Entertainment

Rocky Dawuni & Kyekyeku release ‘Africa Till I Die’ video to celebrate the motherland

Photo: ‘Africa Till I Die’ cover art, Rocky Dawuni (left) and Kyekyeku.

The anticipated music video of Ghanaian artists Kyekyeku and multiple Grammy nominee Rocky Dawuni’s new collaboration, “Africa Till I Die,” has been made available after premiering on Pan African Music.

The song is a feature off Kyekyeku’s most recent album, Funky Pangolin, and is inspired by the musician’s interest in highlife and Rocky’s reggae roots. The song as a whole depicts a highlife melody that celebrates Africa in the face of many foreign stereotypes.

According to the project’s collaborator and filmmaker Slingshot, the video release seeks to showcase Africa and its beautiful people in its own light, its own words, and its very own story. Not the one portrayed by the skewed perception of Western media.

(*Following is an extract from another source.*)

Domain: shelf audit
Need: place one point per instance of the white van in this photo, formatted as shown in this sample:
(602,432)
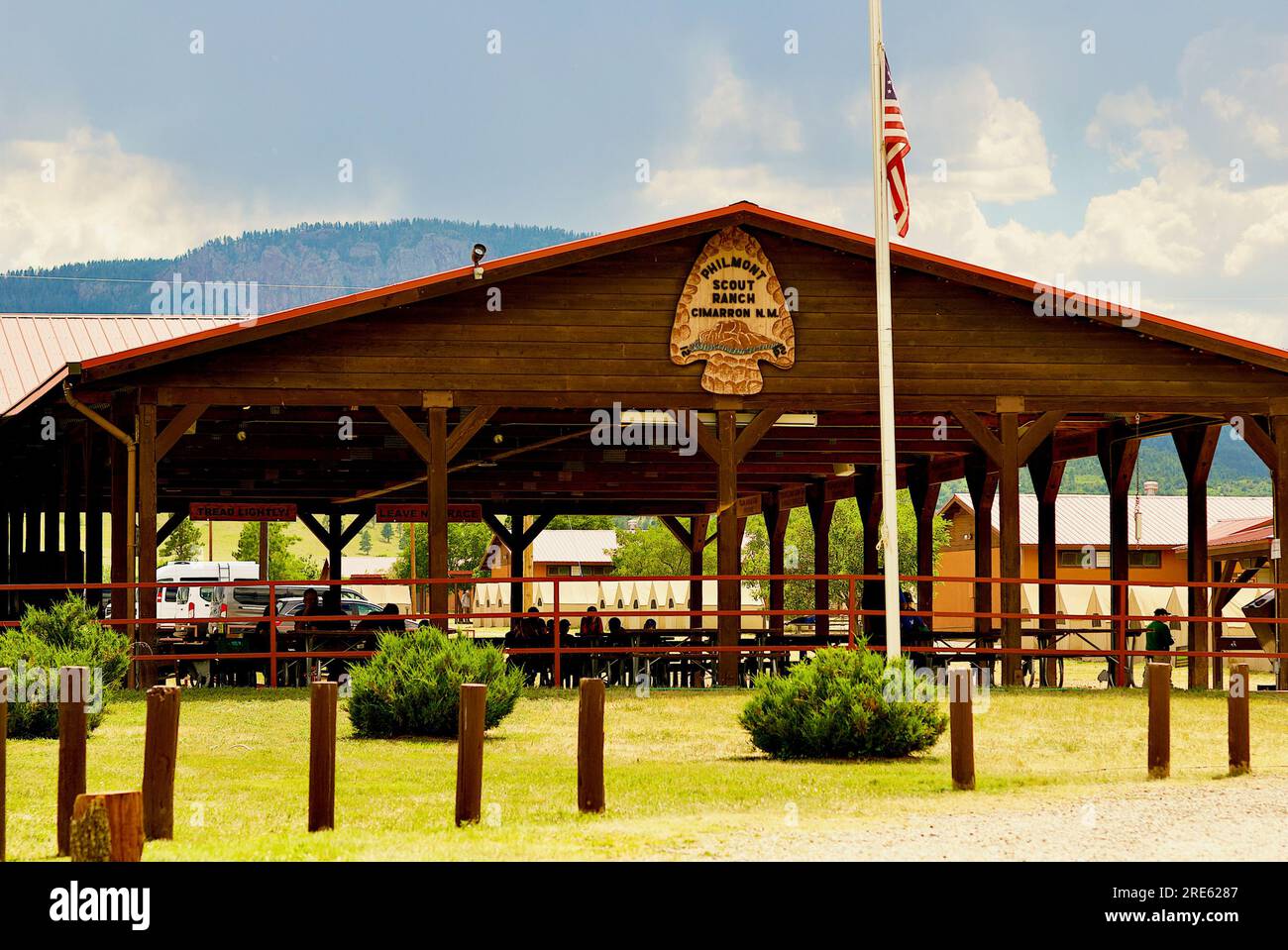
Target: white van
(188,598)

‘’I first heard Rocky in 1997 when his monster hit ‘In Ghana’ was on constant rotation on the radio. It wasn’t until 2007 at the Labadi Beach Hotel on the occasion of the 40th Independence Celebration of Ghana where Rocky held his annual ‘Rocky Dawuni’s Independence Splash’ concert that we met for the first time,” said Kyekyeku explaining his long desire to feature with Dawuni.

Kyekyeku and Rocky Dawuni in the single described the joys of living in Africa, including its tremendous beauty, the vigour and resiliency of its people, and the abundance of success and enthusiasm.

“Africa Till I Die” Kyekyeku & Rocky Dawuni / © Kyekyeku and his Super Opong Stars

Rocky Dawuni, who is the United Nations Goodwill Ambassador for Africa’s Environment, has visited numerous countries and can confirm from his experiences that all life does, in fact, originate in Africa. The singer sings in pidgin, “people I dey meet, places I dey go, na ibi you be the mother, Mama Africa.”

The Pan African Music where it premiered calls the collaboration a musical success, in how the release “blends the native sound of Ghana, itself the product of a melting pot, with reggae born in Jamaica and claiming its African roots.” Without even a skank guitar, the highlife rhythm was slowed down to provide the perfect background for the reggae vocals.

It also let the bass soar, the organ play, and the horns punctuate according to Pan African Music, “the finest demonstration of a successful encounter, and it could only take place in Africa.”